B. LA MISE EN CAUSE DE LA PERTINENCE SCIENTIFIQUE DE L'INVENTAIRE DES SITES NATURA 2000

1. Une méthodologie de désignation des sites exclusivement fondée sur celle des inventaires ZNIEFF

Initié en 1982 par le Ministère des l'Environnement, l'inventaire des Zones naturelles d'intérêt écologique, faunistique et floristique (ZNIEFF) est un outil de connaissance du patrimoine naturel de France et doit constituer une des bases scientifiques de la politique de protection de la nature de l'État au cours des prochaines années.

Le suivi scientifique et technique de cet inventaire a été confié au secrétariat de la faune et de la flore du Museum National d'Histoire naturelle.

Le travail d'identification des zones a été validé, au niveau régional par les CSRPN (Conseil scientifique régional du patrimoine naturel) exclusivement composés de spécialistes choisis intuitu personae pour leur compétence scientifique et leur connaissance du terrain, dans les universités, les sociétés savantes, les museums régionaux et nommés par arrêté du Préfet de région selon les termes de la circulaire du Ministère de l'Environnement 91-71 du 14 mai 1991 relative aux ZNIEFF. Aucune disposition réglementaire ne fixant la composition exacte de ces comités, il en est résulté de très grandes disparités d'une région à l'autre.

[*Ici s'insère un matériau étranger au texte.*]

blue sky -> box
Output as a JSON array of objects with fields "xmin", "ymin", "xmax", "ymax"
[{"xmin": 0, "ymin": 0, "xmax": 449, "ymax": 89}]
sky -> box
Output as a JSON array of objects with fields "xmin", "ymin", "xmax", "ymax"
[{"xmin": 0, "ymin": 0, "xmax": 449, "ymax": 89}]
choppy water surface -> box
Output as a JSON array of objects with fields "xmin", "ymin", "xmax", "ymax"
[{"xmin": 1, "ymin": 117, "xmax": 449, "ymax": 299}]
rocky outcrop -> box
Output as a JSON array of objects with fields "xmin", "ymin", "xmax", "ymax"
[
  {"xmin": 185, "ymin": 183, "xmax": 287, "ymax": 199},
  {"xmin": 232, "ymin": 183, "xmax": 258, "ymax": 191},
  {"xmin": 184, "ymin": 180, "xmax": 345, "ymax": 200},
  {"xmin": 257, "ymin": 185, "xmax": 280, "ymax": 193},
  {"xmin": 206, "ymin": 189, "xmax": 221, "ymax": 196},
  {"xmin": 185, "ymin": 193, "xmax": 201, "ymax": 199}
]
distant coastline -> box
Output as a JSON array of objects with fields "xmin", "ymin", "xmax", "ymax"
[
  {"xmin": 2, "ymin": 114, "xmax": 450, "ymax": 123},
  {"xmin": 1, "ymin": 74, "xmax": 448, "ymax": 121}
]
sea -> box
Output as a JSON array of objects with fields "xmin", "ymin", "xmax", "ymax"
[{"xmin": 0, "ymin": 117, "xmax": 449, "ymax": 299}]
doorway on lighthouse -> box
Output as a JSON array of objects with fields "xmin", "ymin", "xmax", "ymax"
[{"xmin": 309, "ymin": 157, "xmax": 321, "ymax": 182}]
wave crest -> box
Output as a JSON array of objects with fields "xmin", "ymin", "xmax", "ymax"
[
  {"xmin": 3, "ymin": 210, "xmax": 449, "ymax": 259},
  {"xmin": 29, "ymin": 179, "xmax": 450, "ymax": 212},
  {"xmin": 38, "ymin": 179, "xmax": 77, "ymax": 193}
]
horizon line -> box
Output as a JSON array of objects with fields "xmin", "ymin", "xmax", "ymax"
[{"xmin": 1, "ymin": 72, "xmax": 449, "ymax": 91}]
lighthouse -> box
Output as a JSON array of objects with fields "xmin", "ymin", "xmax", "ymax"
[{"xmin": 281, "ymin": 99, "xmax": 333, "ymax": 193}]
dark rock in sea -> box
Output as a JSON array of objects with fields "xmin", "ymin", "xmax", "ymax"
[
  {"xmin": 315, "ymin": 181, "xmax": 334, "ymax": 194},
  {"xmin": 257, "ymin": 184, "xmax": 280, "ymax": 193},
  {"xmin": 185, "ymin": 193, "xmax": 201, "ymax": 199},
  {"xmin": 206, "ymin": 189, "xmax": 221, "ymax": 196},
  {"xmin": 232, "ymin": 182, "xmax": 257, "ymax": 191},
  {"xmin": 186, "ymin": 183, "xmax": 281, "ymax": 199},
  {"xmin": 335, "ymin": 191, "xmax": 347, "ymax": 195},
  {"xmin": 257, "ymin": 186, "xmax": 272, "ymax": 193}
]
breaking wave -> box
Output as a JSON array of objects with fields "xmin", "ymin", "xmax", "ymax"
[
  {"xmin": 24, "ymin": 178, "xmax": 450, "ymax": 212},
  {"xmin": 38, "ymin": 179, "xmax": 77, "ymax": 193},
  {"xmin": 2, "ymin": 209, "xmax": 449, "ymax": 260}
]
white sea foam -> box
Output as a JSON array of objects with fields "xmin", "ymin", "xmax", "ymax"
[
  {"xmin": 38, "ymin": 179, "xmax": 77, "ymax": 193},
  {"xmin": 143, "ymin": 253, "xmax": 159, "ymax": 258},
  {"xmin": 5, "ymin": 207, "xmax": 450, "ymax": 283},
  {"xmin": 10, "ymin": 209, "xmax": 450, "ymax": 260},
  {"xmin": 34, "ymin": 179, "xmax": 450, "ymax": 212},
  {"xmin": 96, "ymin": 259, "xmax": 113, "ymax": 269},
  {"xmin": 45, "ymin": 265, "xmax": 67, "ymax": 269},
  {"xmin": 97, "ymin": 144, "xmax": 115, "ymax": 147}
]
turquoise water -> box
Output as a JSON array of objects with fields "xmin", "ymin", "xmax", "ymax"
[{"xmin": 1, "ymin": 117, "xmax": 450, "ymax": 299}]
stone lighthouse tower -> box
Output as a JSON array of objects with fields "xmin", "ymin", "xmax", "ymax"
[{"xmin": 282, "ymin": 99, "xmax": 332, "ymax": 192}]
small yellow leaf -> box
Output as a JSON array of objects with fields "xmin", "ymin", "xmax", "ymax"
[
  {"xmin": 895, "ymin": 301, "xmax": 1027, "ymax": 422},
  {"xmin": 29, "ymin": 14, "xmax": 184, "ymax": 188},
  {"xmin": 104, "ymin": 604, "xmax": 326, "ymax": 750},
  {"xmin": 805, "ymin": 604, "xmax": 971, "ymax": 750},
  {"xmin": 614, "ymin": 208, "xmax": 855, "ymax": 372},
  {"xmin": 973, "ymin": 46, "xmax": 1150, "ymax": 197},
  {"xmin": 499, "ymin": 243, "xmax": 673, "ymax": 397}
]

Concrètement, les investigations ont été réalisées tant par des scientifiques que par des associations de protection de la nature. Ces dernières ont été les collaboratrices principales de l'administration de l'environnement pour l'établissement de ces inventaires.

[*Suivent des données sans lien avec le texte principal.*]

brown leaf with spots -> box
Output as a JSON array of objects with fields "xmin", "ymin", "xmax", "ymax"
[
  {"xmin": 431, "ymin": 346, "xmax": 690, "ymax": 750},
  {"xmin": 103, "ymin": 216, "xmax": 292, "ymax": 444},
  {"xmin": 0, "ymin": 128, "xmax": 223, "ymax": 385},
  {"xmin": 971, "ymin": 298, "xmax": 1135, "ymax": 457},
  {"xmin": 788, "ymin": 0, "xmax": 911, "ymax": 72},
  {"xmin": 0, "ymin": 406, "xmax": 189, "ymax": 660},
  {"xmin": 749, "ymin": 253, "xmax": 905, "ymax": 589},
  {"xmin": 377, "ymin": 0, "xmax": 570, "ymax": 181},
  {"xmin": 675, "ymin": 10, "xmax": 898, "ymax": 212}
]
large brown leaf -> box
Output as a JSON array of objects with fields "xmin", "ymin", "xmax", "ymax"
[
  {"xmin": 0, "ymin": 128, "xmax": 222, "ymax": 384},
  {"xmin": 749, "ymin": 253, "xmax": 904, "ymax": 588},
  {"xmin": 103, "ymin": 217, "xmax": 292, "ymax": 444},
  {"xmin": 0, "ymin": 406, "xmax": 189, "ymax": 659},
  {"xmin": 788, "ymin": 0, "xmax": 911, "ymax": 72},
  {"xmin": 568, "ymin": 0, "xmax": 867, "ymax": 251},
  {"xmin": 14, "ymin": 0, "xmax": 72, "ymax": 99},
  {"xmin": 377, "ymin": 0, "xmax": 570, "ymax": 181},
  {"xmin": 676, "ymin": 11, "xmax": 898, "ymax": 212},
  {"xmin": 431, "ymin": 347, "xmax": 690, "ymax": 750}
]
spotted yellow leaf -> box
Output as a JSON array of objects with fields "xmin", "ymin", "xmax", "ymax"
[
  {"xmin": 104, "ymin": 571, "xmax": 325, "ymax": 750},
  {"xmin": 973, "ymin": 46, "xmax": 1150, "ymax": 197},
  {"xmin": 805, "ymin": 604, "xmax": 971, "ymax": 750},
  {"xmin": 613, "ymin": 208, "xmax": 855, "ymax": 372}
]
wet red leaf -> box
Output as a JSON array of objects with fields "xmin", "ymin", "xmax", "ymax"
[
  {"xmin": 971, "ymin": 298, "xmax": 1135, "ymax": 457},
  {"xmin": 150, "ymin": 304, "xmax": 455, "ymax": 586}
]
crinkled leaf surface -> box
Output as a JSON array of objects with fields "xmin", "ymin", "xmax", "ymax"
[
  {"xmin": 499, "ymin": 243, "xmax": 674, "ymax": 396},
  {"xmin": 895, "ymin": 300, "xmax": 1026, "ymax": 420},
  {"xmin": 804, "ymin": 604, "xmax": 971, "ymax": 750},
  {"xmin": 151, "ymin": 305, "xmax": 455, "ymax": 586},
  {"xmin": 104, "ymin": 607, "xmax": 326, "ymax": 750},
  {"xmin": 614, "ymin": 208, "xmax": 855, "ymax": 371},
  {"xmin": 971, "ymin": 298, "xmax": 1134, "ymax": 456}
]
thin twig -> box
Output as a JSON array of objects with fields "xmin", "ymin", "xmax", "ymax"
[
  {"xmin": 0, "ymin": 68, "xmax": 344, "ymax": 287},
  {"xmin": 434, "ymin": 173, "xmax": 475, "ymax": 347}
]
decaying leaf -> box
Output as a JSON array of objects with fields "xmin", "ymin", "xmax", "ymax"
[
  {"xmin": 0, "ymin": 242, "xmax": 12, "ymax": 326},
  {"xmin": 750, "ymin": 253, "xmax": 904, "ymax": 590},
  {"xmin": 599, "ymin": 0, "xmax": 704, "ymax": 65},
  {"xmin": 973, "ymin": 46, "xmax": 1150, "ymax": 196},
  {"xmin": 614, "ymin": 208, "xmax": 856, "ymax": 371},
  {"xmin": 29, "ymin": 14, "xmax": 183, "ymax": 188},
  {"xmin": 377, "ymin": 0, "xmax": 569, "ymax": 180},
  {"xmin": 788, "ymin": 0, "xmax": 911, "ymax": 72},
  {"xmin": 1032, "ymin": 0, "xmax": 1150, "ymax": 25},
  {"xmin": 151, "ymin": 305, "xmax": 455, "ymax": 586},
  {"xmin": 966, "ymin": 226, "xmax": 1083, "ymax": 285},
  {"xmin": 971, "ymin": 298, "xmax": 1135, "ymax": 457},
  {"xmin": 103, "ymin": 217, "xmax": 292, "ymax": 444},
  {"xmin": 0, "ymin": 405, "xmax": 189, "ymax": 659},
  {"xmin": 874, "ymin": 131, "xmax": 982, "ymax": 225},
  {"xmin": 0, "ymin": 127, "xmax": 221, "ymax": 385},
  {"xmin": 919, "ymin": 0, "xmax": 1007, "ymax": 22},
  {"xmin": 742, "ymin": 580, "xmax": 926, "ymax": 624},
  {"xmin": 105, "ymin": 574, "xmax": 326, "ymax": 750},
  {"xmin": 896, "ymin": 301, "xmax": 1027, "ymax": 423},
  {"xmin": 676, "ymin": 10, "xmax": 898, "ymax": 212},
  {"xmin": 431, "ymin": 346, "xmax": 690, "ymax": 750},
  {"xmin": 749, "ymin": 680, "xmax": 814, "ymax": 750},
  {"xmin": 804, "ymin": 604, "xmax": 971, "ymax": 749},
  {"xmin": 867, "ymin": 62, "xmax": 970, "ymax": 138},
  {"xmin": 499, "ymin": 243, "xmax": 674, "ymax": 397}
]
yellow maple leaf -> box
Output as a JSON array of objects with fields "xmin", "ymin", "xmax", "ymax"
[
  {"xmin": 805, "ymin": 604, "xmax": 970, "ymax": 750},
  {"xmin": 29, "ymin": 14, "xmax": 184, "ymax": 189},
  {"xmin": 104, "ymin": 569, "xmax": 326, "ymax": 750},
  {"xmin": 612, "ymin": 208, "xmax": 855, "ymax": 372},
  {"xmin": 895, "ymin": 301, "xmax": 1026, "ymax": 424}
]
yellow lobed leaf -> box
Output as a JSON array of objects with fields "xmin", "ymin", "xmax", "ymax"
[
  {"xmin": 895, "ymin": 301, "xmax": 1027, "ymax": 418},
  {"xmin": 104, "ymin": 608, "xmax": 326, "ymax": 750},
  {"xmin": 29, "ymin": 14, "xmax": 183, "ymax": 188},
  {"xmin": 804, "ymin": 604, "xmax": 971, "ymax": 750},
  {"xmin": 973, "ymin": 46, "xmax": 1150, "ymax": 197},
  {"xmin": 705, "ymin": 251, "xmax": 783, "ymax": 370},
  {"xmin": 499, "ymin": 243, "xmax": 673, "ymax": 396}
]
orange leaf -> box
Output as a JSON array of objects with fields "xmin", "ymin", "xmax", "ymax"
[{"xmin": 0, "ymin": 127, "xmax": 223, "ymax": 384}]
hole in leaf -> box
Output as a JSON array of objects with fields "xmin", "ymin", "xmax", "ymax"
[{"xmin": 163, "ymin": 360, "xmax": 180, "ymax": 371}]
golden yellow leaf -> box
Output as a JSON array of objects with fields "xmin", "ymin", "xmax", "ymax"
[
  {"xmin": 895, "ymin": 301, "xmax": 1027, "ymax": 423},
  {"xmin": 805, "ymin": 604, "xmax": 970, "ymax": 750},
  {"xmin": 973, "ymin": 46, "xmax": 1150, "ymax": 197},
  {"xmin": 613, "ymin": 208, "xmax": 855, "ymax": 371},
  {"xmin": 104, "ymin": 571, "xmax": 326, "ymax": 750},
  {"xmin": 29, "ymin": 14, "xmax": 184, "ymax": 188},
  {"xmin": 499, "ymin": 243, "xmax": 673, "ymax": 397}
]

Ceux-ci, à aucun moment, n'ont été soumis, ne serait-ce que pour avis, aux propriétaires ou aux ayant-droits des zones faisant l'objet de classement ni d'ailleurs aux autorités politiques des collectivités territoriales concernées.

Or même si l'inventaire ZNIEFF reste un outil de connaissance sans avoir en lui-même de valeur juridique directe, il indique la présence d'enjeux considérés comme importants pour la protection de la nature. De cette ambiguïté ont résulté polémiques et contentieux sur la nature exacte des ZNIEFF. Il est assez remarquable de signaler que seules des circulaires ministérielles font référence aux ZNIEFF, en précisant toutes qu'il s'agit seulement d'un inventaire scientifique, mais que des décisions de jurisprudence ont pu laisser croire qu'il s'agissait réellement d'actes administratifs opposables aux tiers, puisqu'il a été jugé à plusieurs reprises que " l'absence de prise en compte d'une ZNIEFF relève d'une erreur manifeste d'appréciation dans l'établissement de l'état initial de l'environnement " 1( * ) .

De plus, dans le cadre des " porter à connaissance ", les préfets indiquent aux communes les éléments à prendre en compte lors de l'établissement de leurs documents d'urbanisme, et la présence de ZNIEFF sur leur territoire doit être mentionnée à cette occasion.

On peut donc considérer que les ZNIEFF sont des documents administratifs considérés par les juridictions administratives comme des éléments de preuve dans le contentieux de l'excès de pouvoir.

Les réactions hostiles tant des élus locaux que des acteurs du monde rural en général sont bien légitimes puisqu'en définitive des documents élaborés sans aucune concertation par des structures techniques para administratives, se voient ainsi reconnaître une valeur juridique indirecte opposable aux autorités administratives chargées de la gestion de l'espace.

Les mêmes causes produisant les mêmes effets, il ne faut donc pas s'étonner que les inventaires proposés lors de la première phase de désignation des sites ayant vocation à intégrer le réseau Natura 2000 aient fait l'objet des mêmes reproches puisqu'ils ont été confiés aux mêmes structures et selon la même méthodologie que pour les inventaires ZNIEFF.